National Grid to install new section of its cable

At the Town Beach
Thu, 02/28/2019 - 7:45pm

National Grid will be installing a brand new section of its sea2shore cable to address a depth issue at the Town Beach. National Grid has called the issue “complex,” and said that installation of the new section of cable will require drilling and splicing and occur some time after the summer season. Grid is currently conducting a survey of the seafloor from a lift-boat at the beach to inform its engineering.

National Grid and Ørsted’s cables became exposed due to dense sediment and shifting sands in the surf zone that prevents them from remaining buried beneath the seafloor. The cables, which were intended to be buried up to six feet deep in June of 2016, are part of the Block Island Wind Farm electrical transmission system. National Grid’s cable links the island to the mainland, while Ørsted’s export cable connects the wind farm to the island.

“National Grid is proposing to install a new segment of cable via horizontal directional drilling, which would run in parallel to the existing cable, and rejoin the existing cable at to-be-determined points offshore and on land,” said Michael Masseur, spokesman for National Grid. “We are still in the very early stages of engineering this plan, and will share more details as they become available.” 

“National Grid is in the process of completing marine borings, which will help design the permanent solution for the sea2shore cable,” said Masseur. “Data collected along the cable route this winter shows that stretches of the seafloor contain dense sediment and boulders. Based on these findings, National Grid has proposed that it proceed with a horizontal directional drill along a path close to the existing cable. The engineering and design of this solution is complex and will extend beyond this summer. In the meantime, National Grid is working with all stakeholders to determine interim plans to address the cable during the upcoming summer season. We will provide more information as it becomes available.”

As for Ørsted, Meaghan Wims, a spokesperson for the company, said, “We’re working with National Grid and the Town of New Shoreham to evaluate options.” Both companies have conducted a variety of land- and sea-based surveys attempting to determine a solution to the issue.   

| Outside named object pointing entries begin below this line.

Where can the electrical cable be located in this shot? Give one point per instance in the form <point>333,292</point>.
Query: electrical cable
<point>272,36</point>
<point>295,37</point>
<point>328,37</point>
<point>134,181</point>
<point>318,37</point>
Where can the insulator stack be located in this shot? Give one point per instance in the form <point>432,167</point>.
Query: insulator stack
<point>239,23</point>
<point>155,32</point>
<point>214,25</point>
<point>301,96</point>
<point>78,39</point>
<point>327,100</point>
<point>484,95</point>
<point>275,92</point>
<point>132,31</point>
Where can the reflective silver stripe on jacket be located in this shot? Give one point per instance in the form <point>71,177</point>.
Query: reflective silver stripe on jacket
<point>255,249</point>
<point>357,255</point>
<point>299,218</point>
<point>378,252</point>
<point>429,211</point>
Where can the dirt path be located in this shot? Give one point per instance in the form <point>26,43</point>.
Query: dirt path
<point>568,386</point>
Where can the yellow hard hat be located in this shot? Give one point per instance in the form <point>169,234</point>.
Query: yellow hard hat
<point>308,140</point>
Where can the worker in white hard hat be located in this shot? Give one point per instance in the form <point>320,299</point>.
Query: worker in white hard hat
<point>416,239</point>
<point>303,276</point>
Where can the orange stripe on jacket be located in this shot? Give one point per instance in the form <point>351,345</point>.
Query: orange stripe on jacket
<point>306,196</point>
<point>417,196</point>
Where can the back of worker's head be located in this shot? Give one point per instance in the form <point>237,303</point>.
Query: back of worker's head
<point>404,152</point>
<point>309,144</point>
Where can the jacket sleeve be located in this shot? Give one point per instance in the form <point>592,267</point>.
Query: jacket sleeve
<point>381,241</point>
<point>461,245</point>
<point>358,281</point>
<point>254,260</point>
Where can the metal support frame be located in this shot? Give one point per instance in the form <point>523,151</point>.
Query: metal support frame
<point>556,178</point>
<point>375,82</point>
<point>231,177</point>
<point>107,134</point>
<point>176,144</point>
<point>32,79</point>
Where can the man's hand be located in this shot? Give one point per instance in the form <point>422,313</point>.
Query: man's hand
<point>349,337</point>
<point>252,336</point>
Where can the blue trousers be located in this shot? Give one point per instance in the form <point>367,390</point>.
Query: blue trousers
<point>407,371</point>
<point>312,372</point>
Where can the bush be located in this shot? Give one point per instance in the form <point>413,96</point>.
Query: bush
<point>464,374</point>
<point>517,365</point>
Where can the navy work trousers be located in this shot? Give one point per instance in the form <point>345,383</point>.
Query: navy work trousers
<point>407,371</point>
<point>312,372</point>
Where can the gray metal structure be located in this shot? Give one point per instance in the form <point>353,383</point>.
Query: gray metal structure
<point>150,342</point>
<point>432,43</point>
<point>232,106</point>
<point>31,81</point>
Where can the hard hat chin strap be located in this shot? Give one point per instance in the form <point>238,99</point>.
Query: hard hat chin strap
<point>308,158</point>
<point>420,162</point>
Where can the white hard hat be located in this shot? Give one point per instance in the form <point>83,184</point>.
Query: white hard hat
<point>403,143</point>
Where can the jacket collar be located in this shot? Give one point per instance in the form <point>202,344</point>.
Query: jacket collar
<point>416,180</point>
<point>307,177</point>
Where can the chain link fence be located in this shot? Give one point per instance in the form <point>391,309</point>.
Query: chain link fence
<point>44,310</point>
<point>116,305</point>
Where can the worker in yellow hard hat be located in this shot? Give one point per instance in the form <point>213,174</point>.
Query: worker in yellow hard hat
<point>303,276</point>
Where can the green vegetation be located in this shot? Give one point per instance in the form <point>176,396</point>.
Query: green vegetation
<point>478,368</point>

“Ørsted jointly executed surveys with National Grid,” said Wims. “Surveys indicate that there is a greater presence of dense sediment and boulders beneath the National Grid cable compared to the Ørsted cable. Ørsted is currently working closely with National Grid to deliver the best solution for all stakeholders and to identify opportunities to collaborate.”

New Shoreham Town Manager Ed Roberge has said that the town is seeking a permanent solution regarding National Grid’s cable. As a temporary protective measure, Grid installed a protective plastic sleeve around its cable in April of 2017, but a larger section of the heavily armored cable has become exposed, making it visible 25 feet from shore at low tide.

Sam Bird, the town’s Facilities Manager, echoed Roberge’s sentiments of the need for a permanent cable solution. He told The Times that the town was not aware of National Grid’s plans to replace a section of its cable at the beach. “If that’s what they think is necessary, we’re going to have to explore what’s involved regarding timetable, etc. We want a permanent solution to this issue. Both cables are going to have to be addressed.”

Bird said that the issues with the two cables are “slightly different.” He said, the section of Ørsted’s cable that is exposed is shorter in length than National Grid’s exposed cable. “Whether or not Ørsted’s cable is capable of being buried, we don’t know.”